Find an expression equalling 69 using the digits 1 9 9 2 in order A friend gave me a puzzle to find an expression for each of the integers $1$ to $100$ using the digits $1, 9, 9, 2$ such that they appear in that exact order. You're allowed any combination of the four basic operations, brackets, square roots, the factorial, exponentiation and also you can put digits together, e.g. we could have $23=19+(\sqrt{9})!-2$. I've managed every number relatively quickly except $69$ which I've been stuck on for ages and it's infuriating! Any ideas?

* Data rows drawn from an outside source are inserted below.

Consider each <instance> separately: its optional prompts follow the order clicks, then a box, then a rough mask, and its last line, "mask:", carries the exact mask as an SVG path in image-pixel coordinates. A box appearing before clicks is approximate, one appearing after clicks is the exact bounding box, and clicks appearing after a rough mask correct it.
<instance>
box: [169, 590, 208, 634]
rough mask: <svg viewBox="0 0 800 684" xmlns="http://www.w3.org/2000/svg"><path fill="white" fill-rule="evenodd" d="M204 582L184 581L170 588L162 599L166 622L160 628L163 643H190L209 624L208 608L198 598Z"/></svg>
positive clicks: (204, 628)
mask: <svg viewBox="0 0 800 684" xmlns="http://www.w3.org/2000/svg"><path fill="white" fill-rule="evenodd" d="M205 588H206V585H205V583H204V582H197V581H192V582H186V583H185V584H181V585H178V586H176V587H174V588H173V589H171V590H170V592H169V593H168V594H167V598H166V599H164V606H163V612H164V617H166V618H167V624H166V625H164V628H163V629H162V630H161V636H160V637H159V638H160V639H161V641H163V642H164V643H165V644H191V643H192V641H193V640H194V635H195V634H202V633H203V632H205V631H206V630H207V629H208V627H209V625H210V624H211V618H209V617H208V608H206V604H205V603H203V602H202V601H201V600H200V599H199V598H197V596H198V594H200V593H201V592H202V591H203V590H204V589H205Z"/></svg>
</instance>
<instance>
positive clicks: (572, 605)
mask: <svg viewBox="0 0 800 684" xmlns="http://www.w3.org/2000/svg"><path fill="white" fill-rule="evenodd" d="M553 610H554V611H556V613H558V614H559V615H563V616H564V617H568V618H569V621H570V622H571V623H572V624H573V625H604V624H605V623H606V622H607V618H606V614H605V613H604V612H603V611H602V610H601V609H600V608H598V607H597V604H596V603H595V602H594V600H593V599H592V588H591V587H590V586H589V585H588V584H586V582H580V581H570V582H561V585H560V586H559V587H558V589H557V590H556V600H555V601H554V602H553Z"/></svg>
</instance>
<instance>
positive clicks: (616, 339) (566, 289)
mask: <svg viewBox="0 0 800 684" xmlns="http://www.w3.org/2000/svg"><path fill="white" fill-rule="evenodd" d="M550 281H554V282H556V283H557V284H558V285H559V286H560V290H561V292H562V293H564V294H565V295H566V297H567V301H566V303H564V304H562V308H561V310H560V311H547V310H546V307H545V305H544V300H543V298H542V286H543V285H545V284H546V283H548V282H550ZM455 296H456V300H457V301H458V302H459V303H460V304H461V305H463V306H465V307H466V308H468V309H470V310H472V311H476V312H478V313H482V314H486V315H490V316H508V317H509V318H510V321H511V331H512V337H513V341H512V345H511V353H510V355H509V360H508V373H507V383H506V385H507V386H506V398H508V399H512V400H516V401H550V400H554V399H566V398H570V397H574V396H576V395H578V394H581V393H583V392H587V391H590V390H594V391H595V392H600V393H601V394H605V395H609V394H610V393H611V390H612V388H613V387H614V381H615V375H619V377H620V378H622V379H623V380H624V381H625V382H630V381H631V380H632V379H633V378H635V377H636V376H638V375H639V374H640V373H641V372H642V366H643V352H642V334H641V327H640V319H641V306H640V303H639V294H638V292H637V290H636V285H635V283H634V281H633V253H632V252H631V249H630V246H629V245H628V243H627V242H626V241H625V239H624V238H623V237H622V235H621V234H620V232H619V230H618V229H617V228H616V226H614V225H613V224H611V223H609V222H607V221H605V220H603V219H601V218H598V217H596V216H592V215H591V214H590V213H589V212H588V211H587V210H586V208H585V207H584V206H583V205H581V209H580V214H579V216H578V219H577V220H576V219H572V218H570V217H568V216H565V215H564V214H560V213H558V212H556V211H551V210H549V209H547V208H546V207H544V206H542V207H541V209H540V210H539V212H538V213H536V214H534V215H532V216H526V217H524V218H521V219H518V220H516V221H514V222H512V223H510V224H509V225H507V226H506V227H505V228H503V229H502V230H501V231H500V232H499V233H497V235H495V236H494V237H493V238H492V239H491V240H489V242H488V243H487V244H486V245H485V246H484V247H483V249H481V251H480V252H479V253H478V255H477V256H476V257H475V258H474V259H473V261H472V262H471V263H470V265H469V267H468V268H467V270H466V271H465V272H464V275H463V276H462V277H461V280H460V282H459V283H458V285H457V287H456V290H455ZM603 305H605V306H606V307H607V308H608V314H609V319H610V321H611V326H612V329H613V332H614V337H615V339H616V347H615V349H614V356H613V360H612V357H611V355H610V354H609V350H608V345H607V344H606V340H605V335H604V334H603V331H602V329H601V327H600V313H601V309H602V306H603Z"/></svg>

Edit: Apologies for my unclear explanation. You're only allowed to put the original digits together in the equation. The equation must make sense as a normal equation so you can't do things like combine $1$ with $\sqrt{9}$ to get $13$ because this can't be written down in a way which makes sense as a normal equation.
Also you aren't allowed to just use powers, unless you're using one of the four digits themselves, e.g. $2=1+(9/9)^2$ is okay because we've used the $2$ as a power but $69=(1-9)^2+\sqrt{9}+2$ isn't because there's now a superfluous $2$.
 A: Since we can put digits together, one solution might be 
$1+ ((\sqrt{9})!)((\sqrt{9})!) +2$
One expression which does not keep the exact order is 
$9*9-12$ or $((\sqrt{9})!)((\sqrt{9}+1) +2$
A: I came up with:
$$(1-9)^2+\sqrt{9}+2.$$
A: I'm not sure if this meets the "makes sense as a normal equation" condition, but if we can apply the square root operator an infinite number of times we have:
$$69 = 71-2 = \sqrt{5041} - 2 = \sqrt{1 + 7!} - 2 = \sqrt{1 +(3!+1)!}-2$$
$$= \sqrt{1 + \Big((\sqrt9)! + 1\Big)!}-2 = \sqrt{1 + \Bigg((\sqrt9)! + \sqrt{\sqrt{\sqrt{ \cdots9}}}\Bigg)!}-2$$
where the dots indicate an infinite sequence of nested square roots.  Note that:
$$\sqrt{\sqrt{\sqrt{ \cdots9}}} = \lim_{n\rightarrow\infty}\Big(9^{(1/2)^n}\Big) = 1$$
A: I can't comment, therefore I am posting this as an answer and delete it later. 
$(\sqrt{9})!9 = 69$, since $(\sqrt{9})!=6$, since you said, it is allowed to put digits together.
Getting rid of the 1 is not a problem $1\cdot n=n$.
But still I need to get rid of the 2. 
edit: 
$1 + \underbrace{(\sqrt{9})! (\sqrt{9})!}_{=66} + 2 = 69$
A: How about $\ \ \ \ $ $$-1+9!!!-92$$
or
$$(1+\sqrt{9})!+9\div.2$$